Niemand hat je bestritten, dass Gadhafi nach dem Volksaufstand, der im Februar begann, in Libyen keine Zukunft haben wird. Es ging immer nur um den Preis seines Abganges. Wie viele Menschen würde ihr Leben lassen müssen? Wie viel materieller Schaden wird angerichtet werden? Wie viel politischer Schaden? Das waren die entscheidenden Fragen – eine abschließende Antwort lässt sich noch nicht geben, dafür ist es zu früh.
Tatsache ist, dass Gadhafi die Kontrolle über Tripolis verloren hat. So verständlich der Jubel darüber ist, so frühzeitig kommt er. Ein Krieg ist nicht vorbei, weil man ihn für beendet erklärt.
Es gab viele gute Gründe, die gegen eine Intervention des Westens sprachen: Afghanistan und Irak sind zwei davon. Der Westen hat in diesen Ländern militärisch eingegriffen – und es ist nicht gut gegangen. Libyen ist aber zum Glück nicht Afghanistan, und es ist nicht der Irak. Obwohl der Krieg noch andauert, kann man nach dem heutigen Stand sagen, dass die Aussichten auf eine Stabilisierung des Landes nicht schlecht sind. Die Gefahren für Libyen sind immer noch groß, dennoch kann es zu einem Beispiel für eine wirksame Intervention werden. Wir wollen es für das Wohl des libyschen Volkes hoffen.
Der Sturz des Diktators war möglich, weil die Nato als Luftwaffe der Rebellen fungiert und auch Spezialeinheiten nach Libyen entsandt hat. Damit hat sie die Resolution 1973 des Sicherheitsrates sehr weit ausgelegt, wenn nicht gebrochen. Die Juristen mögen diese Frage klären. Nun, da Gadhafi aus Tripolis verjagt ist, schert sich ohnehin niemand mehr um die völkerrechtlichen Grundlagen der Intervention. Man feiert das Ende des Diktators, obwohl es bis heute nicht das offizielle Ziel der Nato ist.

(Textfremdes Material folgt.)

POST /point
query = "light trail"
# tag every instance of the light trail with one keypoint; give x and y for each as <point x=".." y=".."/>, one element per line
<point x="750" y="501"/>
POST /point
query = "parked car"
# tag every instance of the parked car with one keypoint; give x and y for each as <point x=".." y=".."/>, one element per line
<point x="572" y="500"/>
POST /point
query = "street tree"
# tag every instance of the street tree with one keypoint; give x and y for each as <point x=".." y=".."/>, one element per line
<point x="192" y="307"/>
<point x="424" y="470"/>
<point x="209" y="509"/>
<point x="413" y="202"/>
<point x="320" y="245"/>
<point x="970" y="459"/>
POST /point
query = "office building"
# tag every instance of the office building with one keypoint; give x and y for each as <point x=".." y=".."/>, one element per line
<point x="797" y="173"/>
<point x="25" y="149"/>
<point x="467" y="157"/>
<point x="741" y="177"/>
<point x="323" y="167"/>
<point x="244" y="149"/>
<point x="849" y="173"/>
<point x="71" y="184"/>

Die Nato beteiligt sich in diesen Tagen mit Soldaten und Geheimdienstmännern an der nun stattfindenden Jagd auf Gadhafi, behauptet aber immer noch, dass sie den Diktator weder fangen noch töten will – sondern, dass sie das alles nur macht, um Zivilisten zu schützen. So, wie es die Resolution 1973 vorsieht. Es sind absurde rhetorische Verrenkungen.

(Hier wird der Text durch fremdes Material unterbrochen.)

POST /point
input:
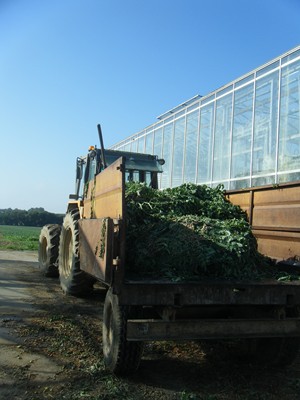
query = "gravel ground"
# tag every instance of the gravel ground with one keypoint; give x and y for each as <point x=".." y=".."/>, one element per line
<point x="51" y="349"/>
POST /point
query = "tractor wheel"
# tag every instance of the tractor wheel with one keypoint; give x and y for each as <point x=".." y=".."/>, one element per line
<point x="120" y="356"/>
<point x="73" y="280"/>
<point x="48" y="249"/>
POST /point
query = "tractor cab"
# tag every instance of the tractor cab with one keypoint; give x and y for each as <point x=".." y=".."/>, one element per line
<point x="138" y="167"/>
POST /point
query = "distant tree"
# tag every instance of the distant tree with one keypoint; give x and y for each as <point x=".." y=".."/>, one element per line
<point x="33" y="217"/>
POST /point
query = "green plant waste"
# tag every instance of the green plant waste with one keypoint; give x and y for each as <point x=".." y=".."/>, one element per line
<point x="190" y="232"/>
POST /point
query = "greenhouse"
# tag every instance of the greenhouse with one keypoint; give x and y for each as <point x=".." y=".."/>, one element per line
<point x="244" y="134"/>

Die wichtigste Botschaft des Libyen-Krieges ist jedoch: Wer Gewalt anwendet, schafft Fakten. Der Westen war durch die Interventionen in Afghanistan und im Irak verunsichert, doch jetzt hat er an Selbstbewusstsein gewonnen. Ja, Gewalt hilft durchaus, wenn man sie zur rechten Zeit mit den rechten Mitteln und unter den rechten Umständen anwendet – und wenn man noch dazu Glück hat. In all dem verständlichen Jubel über die Einnahme von Tripolis steckt im Kern dieser verführerische Glaube an die Wirksamkeit von Gewalt.

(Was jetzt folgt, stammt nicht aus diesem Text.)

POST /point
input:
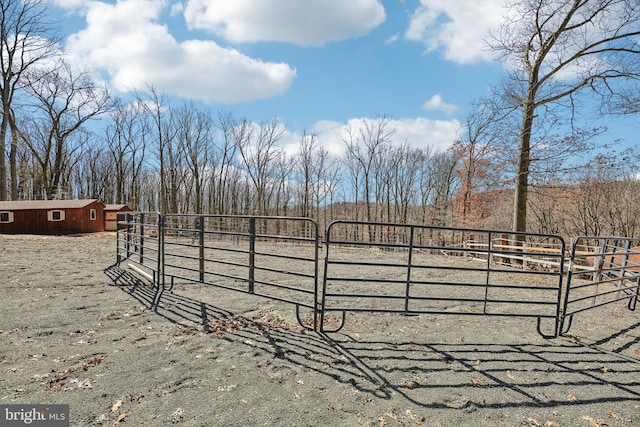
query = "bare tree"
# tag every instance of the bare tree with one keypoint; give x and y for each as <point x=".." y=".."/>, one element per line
<point x="195" y="135"/>
<point x="65" y="99"/>
<point x="126" y="137"/>
<point x="26" y="39"/>
<point x="365" y="147"/>
<point x="259" y="151"/>
<point x="560" y="50"/>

Der Erfolg, so er sich dauerhaft in Libyen einstellt, birgt die Gefahr eines weiteren Krieges in sich. Wenn es in Libyen funktioniert, warum nicht auch in Syrien? Fordert dort die Opposition nicht eine Intervention der Nato? Der amerikanische Fernsehsender CNN diskutiert darüber bereits. Und wenn Syrien, warum nicht auch Iran? Eines muss man jetzt klar sehen: Syrien ist die nächste große Debatte. Und Iran ist der Hauptgegner des Westens in der Region. Alle Wege des Konfliktes im Nahen Osten führen nach Teheran.
Nein, eine Intervention in Syrien ist immer noch unwahrscheinlich. Doch man sollte die Hybris des Westens nicht unterschätzen – sie hat uns den Krieg im Irak und in Afghanistan beschert. Und sie hat den Westen dazu verführt, Kriege für beendet zu erklären, bevor sie beendet sind.